Un motif récurrent de deux notes (comme un pied de nez à un autre motif célèbre de danger sous-marin pour un film Universal sorti trois ans auparavant…) présenté dans le Main Title fait jouer clarinettes, flûtes et bassons et sert de base aux séquences de suspense. Ce motif est utilisé soit en jouant les notes successivement (aux vents), soit de façon legato (aux cordes, cuivres et piano) lors des nombreuses séquences de tension qui impliquent surtout le bathyscaphe piloté par le capitaine Gates (David Carradine) chargé d’aller repérer le Neptune et aider à son ultime secours.

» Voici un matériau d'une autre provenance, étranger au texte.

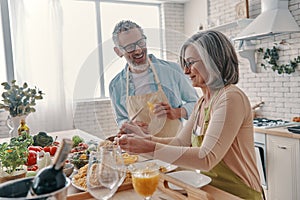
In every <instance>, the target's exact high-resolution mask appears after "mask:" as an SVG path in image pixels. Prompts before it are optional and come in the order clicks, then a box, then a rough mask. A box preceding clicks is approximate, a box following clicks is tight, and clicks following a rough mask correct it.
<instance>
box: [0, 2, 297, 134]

La sonorité étrange des synthétiseurs (qui imitent notamment le bruit d’un sonar dans Finding The Sunk Sub), celle de certaines percussions, les dissonances aiguës des flûtes (Leveling Off et Visual Inspection Of Hatch) produisent un timbre dérangeant, accentuant ce malaise claustrophobique éprouvé par les survivants du Neptune menacés par la pression de l’eau qui s’exerce sur l’écoutille ou les descentes du bathyscaphe dans l’obscurité.

 

Lors des scènes les plus fortes, Fielding sollicite l’orchestre entier dans des mesures dissonantes, percussives, contrastant les sonorités aigus et le son caverneux des cuivres et des cordes. C’est le cas de la collision avec le bateau de pêche norvégien qui entraîne le Neptune dans le profondeurs (The Collision, sur une pyramide ascendante que l’on trouve plus habituellement chez Leonard Rosenman), la disparition d’un des membres d’équipage (Dave Dies), ou la disparition finale du sous-marin (Gates’ Sacrifice). Fielding a accordé une importance certaine au capitaine Gates, personnage-clé du film qui veut toujours aller plus loin et n’hésite pas à désobéir aux ordres au péril de sa vie, pour lequel il écrit les passages les plus méditatifs du score (Snark Lowered For Mission # 2).

 

Le thème du capitaine est développé de façon éloquente et noble par un adagio de cordes, puis joué avec une mélancolie étrange par un violon solo dans Count Down. Ce solo de violon que l’on retrouve dans First Rescue est également lié à la douleur de la perte, celle éprouvée par son collègue et co-pilote, joué par Ned Beatty (à la fin de Gates’ Sacrifice). Le timbre et le ton du violon contrastent totalement avec le reste d’une partition aux tonalités surtout militaires et atmosphériques. Le sacrifice de Gates est un autre moment-clé. Son thème est alors joué par tout l’orchestre et associé à celui du Neptune (First Rescue). Les deux destins sont désormais liés, le sacrifice de l’un permettant la survie de l’équipage de l’autre. L’adagio qui débute le générique de fin, bien que bref, est un puissant hommage à ce personnage. Le thème du Neptune apparaît pour la dernière fois, l’équipage est enfin sauvé, et les toutes dernières notes jouées par les vents unissent à jamais les mélodies de l’équipage survivant et du capitaine disparu.